Is there any simple method to calculate $\sqrt x$ without using logarithm

Solution 1:

For $y=\sqrt{x}$ there is a simple method: \begin{align} y &= 1 &&\text{initialize} \\ y &=\frac {(\frac{x}{y}+y)}{2} & &\text{repeat until convergence} \end{align} It can be modified for roots of higher orders.

Solution 2:

There is an old-fashioned digit-by-digit method that I learned when I was at school. The theory of it is explained here with a base 10 example here, and many old arithmetic books give more practical details for actually carrying out the calculations in a sensible manner.

I have a very old arithmetic textbook which does something similar for cube roots, but it gets more tedious, and I have never seen anything for 5th roots.

Solution 3:

$$f(x)=\sqrt [ n ]{ x }\Rightarrow f'(x)=\frac {x^{(1/n-1)}}{n}$$ $$f'(x_0)\approx\frac{f(x_0+h)-f(x_0)}{h}$$ $$\Rightarrow f(x_0+h)\approx f'(x_0)h+f(x_0)$$ Suppose you want to calculate $f(x)=\sqrt [ 3 ]{ x }$ at $x=7 $ then take $h=-1$ and $x_0=8$ $$f(7)\approx f'(8)(-1)+f(8)\approx-\frac{1}{12}+2\approx\frac{23}{12}$$

Solution 4:

The continued fraction method works like this: Suppose $x = a^2 + b$, where $a = \lfloor \sqrt x \rfloor$. Then

$$ \begin{align} x &= \sqrt{a^2 + b}\\ x-a &= \sqrt{a^2 + b} - a\\ \frac{1}{x-a} &= \frac{1}{\sqrt{a^2 + b} - a}\\ &= \frac{1}{\sqrt{a^2 + b} - a}\frac{\sqrt{a^2 + b} + a}{\sqrt{a^2 + b} + a}\\ &= \frac{\sqrt{a^2 + b} + a}{b}\\ &= \frac{x + a}{b} \end{align} $$

Substitute, and get:

$$ \begin{align} x &= a + (x-a)\\ &= a + \frac{b}{a+x}\\ %= a + \frac{b}{2a+\frac{b}{a+x}}\\ x &= a+\cfrac{b}{2a+\cfrac{b}{2a+\cfrac{b}{2a + \dots}}} \end{align} $$

Now, this is not a simple continued fraction.
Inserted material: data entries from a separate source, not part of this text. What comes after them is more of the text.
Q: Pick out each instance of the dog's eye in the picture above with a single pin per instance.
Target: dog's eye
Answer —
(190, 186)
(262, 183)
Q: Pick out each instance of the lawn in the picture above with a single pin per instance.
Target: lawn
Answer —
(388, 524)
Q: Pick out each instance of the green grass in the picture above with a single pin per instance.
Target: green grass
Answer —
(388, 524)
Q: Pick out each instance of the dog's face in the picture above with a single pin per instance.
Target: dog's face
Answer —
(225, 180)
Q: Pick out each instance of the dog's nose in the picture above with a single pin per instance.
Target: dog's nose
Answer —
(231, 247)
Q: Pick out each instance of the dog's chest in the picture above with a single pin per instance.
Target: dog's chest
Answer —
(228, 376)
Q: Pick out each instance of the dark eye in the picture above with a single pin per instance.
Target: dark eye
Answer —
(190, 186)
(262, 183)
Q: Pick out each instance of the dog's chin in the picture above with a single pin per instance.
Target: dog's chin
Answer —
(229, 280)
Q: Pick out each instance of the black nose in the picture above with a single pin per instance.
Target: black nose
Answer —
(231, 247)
However, if one divides the numerator and denominator of $\frac{b}{2a+x}$ by $b$, then one can eventually get a periodic simple continued fraction, and one approximates by the convergents. The above expression turns out to be faster.

Solution 5:

If $x$ is an integer, then you can find the continued fraction expansion of $\sqrt x$ and get very close approximations with no division involved. If you want 6-place accuracy, for instance, continue till you get a convergent with denominator $>1000$.